Wednesday, September 17, 2014

The Price of Knowledge

In the last post, I touched one issue of collection economics... namely, where does collection value reside and how do you measure it? The other question that I've been ruminating on is how far you can go in trading on that value to offset the cost of caring for the collection. Or, to put it another way, when is it OK to charge?

This question came up in a discussion on the NatSCA listerver regarding the rights and wrongs of charging the general public for enquiries, which then got picked up in a comment piece by Jan Freedman, and finally an online poll by Museum's Journal that basically showed an overwhelming majority of respondents thought it was "unethical" to charge for enquiries.

So what do we make of all this? Well first, we can dump the whole "unethical" angle. This seems to have come about because a number of people, especially in the listserver discussion, believed that you shouldn't charge the public for something that they are already paying for through their taxes. Setting aside the fact that not all museums are publicly-funded, there is no reason why a public service can't charge people, especially if the funding available from taxpayers doesn't meet the full cost of providing the service. Do I get to ride the bus for free, because it's public transport and I'm a member of the public?

Once we've got rid of the emotive language of ethics, we can get into more substantive arguments - namely, is it a good idea to charge? This is the thrust of Freedman's opinion piece, and he makes some good points. We want to encourage people to appreciate museums and their collections as common property; to educate and too inspire. Answering enquiries is a great way to engage with the public and an alternate route to further the institution's educational agenda. And finally... and I think this is perhaps the most persuasive argument of all... it will probably end up costing you more to collect and process payments than it would to just answer the question.

Unless, of course, it's a very complicated question. Most enquiries are along the lines of "is this a fossil?' and can be answered quickly and concisely, with "no" being the default response on 99% of occasions. But there are exceptions, especially once you start dealing with academic users of the collection. So let's back off a bit and ask what to me is the main question. When you charge someone for an enquiry, what are they actually paying for?

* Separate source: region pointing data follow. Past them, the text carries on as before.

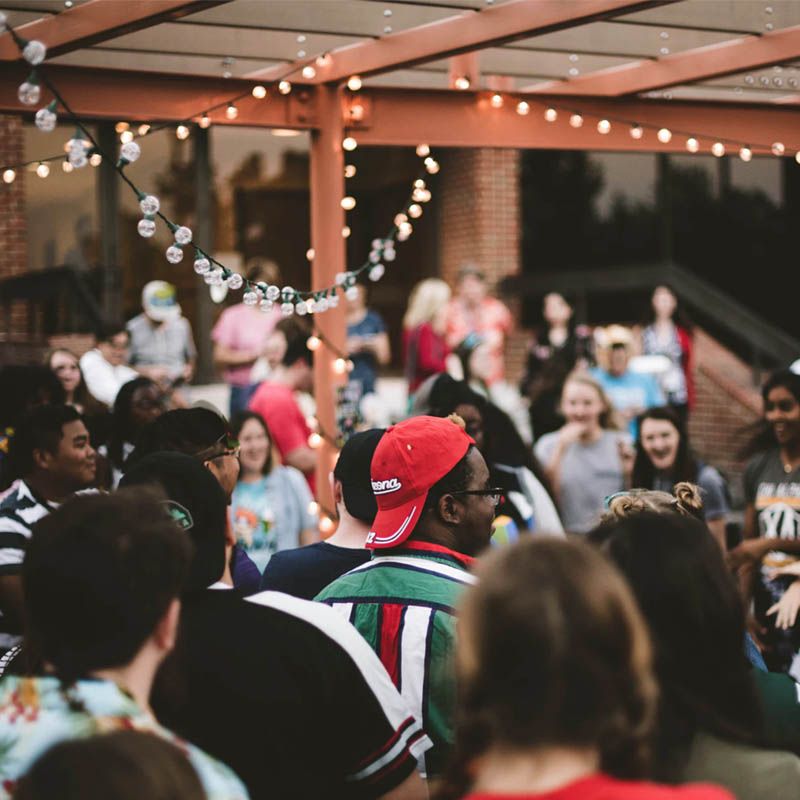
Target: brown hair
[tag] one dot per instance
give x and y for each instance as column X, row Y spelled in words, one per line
column 684, row 500
column 552, row 651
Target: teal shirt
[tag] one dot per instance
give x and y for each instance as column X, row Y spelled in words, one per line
column 403, row 602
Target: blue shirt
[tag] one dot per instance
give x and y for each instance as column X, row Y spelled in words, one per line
column 630, row 390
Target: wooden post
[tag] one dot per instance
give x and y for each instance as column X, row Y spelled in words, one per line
column 327, row 221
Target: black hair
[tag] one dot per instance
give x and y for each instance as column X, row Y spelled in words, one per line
column 296, row 350
column 120, row 431
column 124, row 765
column 685, row 466
column 40, row 428
column 762, row 437
column 697, row 620
column 99, row 574
column 238, row 421
column 191, row 431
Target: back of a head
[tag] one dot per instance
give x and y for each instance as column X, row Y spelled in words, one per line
column 184, row 430
column 124, row 765
column 196, row 502
column 353, row 471
column 99, row 574
column 553, row 652
column 39, row 428
column 695, row 615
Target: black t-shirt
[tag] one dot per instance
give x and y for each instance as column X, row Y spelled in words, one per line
column 306, row 571
column 288, row 695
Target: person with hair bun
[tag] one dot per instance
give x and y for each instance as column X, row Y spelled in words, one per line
column 557, row 694
column 664, row 458
column 587, row 459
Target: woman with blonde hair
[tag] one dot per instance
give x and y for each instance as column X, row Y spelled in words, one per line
column 557, row 696
column 423, row 331
column 587, row 459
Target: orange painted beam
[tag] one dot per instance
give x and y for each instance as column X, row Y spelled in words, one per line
column 690, row 66
column 471, row 30
column 327, row 221
column 98, row 20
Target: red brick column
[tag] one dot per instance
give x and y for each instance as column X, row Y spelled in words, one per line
column 13, row 233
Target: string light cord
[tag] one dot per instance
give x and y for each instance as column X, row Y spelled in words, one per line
column 292, row 301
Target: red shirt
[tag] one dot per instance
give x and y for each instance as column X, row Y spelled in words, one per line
column 604, row 787
column 276, row 405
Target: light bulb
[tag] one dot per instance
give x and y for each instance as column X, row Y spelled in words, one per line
column 147, row 227
column 130, row 151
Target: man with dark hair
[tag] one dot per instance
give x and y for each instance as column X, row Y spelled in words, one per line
column 104, row 368
column 274, row 401
column 52, row 455
column 306, row 571
column 435, row 512
column 103, row 576
column 283, row 690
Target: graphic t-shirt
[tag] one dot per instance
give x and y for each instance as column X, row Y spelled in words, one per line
column 267, row 516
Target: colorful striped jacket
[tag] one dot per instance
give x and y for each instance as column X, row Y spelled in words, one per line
column 403, row 602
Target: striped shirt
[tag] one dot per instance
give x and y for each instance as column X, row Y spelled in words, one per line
column 19, row 511
column 404, row 605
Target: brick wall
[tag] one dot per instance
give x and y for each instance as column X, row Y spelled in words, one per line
column 727, row 403
column 13, row 239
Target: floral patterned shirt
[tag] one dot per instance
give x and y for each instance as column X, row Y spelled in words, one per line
column 36, row 713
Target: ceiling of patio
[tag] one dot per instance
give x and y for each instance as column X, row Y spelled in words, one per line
column 243, row 37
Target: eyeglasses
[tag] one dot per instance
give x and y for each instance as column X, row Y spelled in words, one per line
column 494, row 495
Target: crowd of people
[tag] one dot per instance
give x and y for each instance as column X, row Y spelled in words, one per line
column 530, row 592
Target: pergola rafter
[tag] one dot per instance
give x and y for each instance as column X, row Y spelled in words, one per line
column 97, row 21
column 472, row 30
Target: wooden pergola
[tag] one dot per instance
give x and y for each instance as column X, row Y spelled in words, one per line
column 710, row 70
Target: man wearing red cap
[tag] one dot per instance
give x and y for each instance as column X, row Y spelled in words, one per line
column 435, row 511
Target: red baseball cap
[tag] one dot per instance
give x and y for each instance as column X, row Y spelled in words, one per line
column 410, row 458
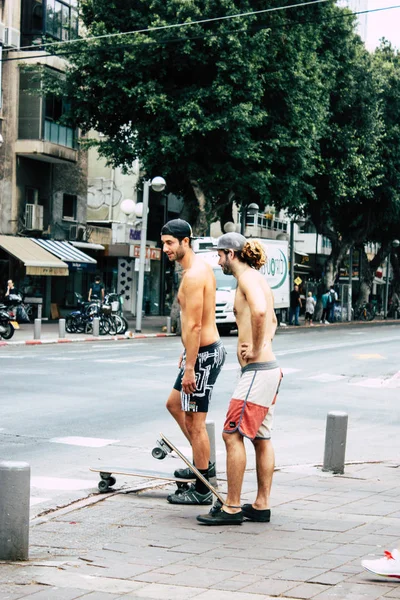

Yes, I know that at one level they're paying for an answer. But in most of the cases that people have been talking about so far, you’re charging for access to our expertise. So, what does it actually cost to answer a question? Let’s assume that all we’re really talking about is what it costs my institution to employ me for the period of time that it takes to answer the question. That’s my salary, my fringe benefits, and an overhead that covers the basic services that Yale has to provide in order for me to do my job, which all adds up to about $1.30 per minute.

Most public enquiries don’t take very long to answer – say 5 to 10 minutes if they come in via email, as the majority of them do these days. So what we’re basically saying is that in order to recover the cost of me taking time to answer someone’s question, I’d have to charge them between $6.50 and $13.00. If we handled a lot of public enquiries, this might quickly add up to a lot of money.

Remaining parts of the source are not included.